С величайшей тревогой Ильинична ждала возвращения Натальи. Старику решила не говорить, боясь попреков и нареканий.

На закате солнца со степи пришел табун. Спустились куцые летние сумерки. По хутору зажглись редкие огни, а Натальи все не было. В мелеховском курене сели вечерять. Побледневшая от волнения Ильинична подала на стол лапшу, сдобренную поджаренным на постном масле луком. Старик взял ложку, смел в нее крошки черствого хлеба, ссыпал их в забородатевший рот и, рассеянно оглядев сидевших за столом, спросил:

– Наталья где? Чего к столу не кличете?

– Ее нету, – вполголоса отозвалась Ильинична.

– Где ж она?

– Должно, к матери пошла и загостевалась.

– Долго она гостюет. Пора бы порядок знать… – недовольно бормотнул Пантелей Прокофьевич.

Он ел, как всегда, старательно, истово; изредка клал на стол вверх донышком ложку, косым любующимся взглядом окидывал сидевшего рядом с ним Мишатку, грубовато говорил: «Повернись, чадунюшка мой, трошки, дай-ка я тебе губы вытру. Мать у вас – поблуда, а за вами и догляду нет…» И большой заскорузлой и черной ладонью вытирал нежные, розовые губенки внука.

Молча довечеряли, встали из-за стола. Пантелей Прокофьевич приказал:

– Тушите огонь. Гасу мало, и нечего зря переводить.

– Двери запирать? – спросила Ильинична.

– Запирай.

– А Наталья?

– Явится – постучит. Может, она до утра будет шляться? Тоже моду взяла… Ты бы ей побольше молчала, старая ведьма! Ишь надумала по ночам в гости ходить… Вот я ей утром выкажу. С Дашки придмер взяла…

Ильинична легла, не раздеваясь. С полчаса пролежала, молча ворочаясь, вздыхая, и только что хотела встать и идти к Капитоновне, как под окном послышались чьи-то неуверенные, шаркающие шаги. Старуха вскочила с несвойственной ее летам живостью, торопливо выбежала в сенцы, открыла дверь.

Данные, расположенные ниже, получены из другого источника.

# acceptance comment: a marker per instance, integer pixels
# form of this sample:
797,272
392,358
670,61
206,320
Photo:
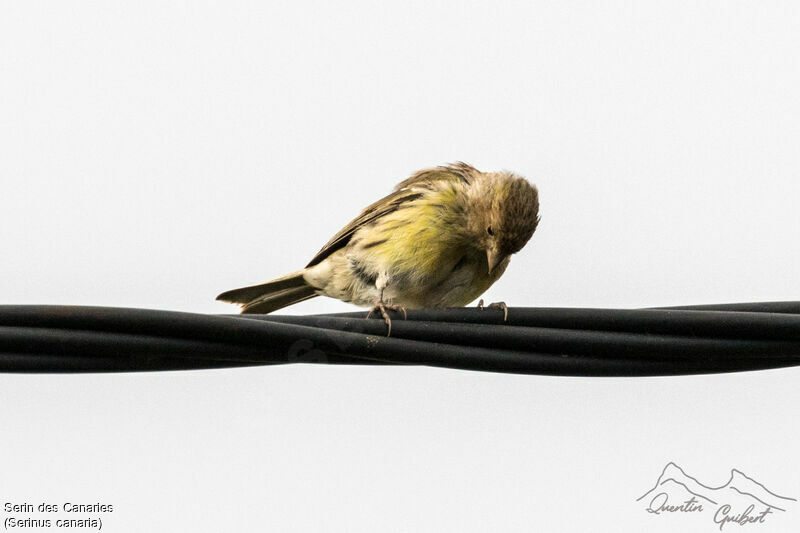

Бледная как смерть Наталья, хватаясь за перильце, тяжело всходила по крыльцу. Полный месяц ярко освещал ее осунувшееся лицо, ввалившиеся глаза, страдальчески изогнутые брови. Она шла покачиваясь, как тяжело раненный зверь, и там, где ступала ее нога, – оставалось темное кровяное пятно.

Ильинична молча обняла ее, ввела в сенцы. Наталья прислонилась спиной к двери, хрипло прошептала:

– Наши спят? Маманя, затрите за мной кровь… Видите – наследила я…

– Что же ты с собой наделала?! – давясь рыданиями, вполголоса воскликнула Ильинична.

Наталья попробовала улыбнуться, но вместо улыбки жалкая гримаса исказила ее лицо.

– Не шумите, маманя… А то наших побудите… Вот я и ослобонилась. Теперь у меня душа спокойная. Только уж дюже кровь… Как из резаной, из меня хлыщет… Дайте мне руку, маманя… Голова у меня кружится.

Ильинична заперла на засов дверь, словно в незнакомом доме долго шарила дрожащей рукою и никак не могла найти в потемках дверную ручку. Ступая на цыпочках, она провела Наталью в большую горницу; разбудила и выслала Дуняшку, позвала Дарью, зажгла лампу.

Дверь в кухню была открыта, и оттуда слышался размеренный могучий храп Пантелея Прокофьевича; во сне сладко чмокала губами и что-то лепетала маленькая Полюшка. Крепок детский, ничем не тревожимый сон!

Пока Ильинична взбивала подушку, готовя постель, Наталья присела на лавку, обессиленно положила голову на край стола. Дуняшка хотела было войти в горницу, но Ильинична сурово сказала:

– Уйди, бессовестная, и не показывайся сюда! Не дело тебе тут натираться.

Нахмуренная Дарья взяла мокрую тряпку, ушла в сени. Наталья с трудом подняла голову, сказала:

– Сымите с кровати чистую одежу… Постелите мне дерюжку… Все одно измажу…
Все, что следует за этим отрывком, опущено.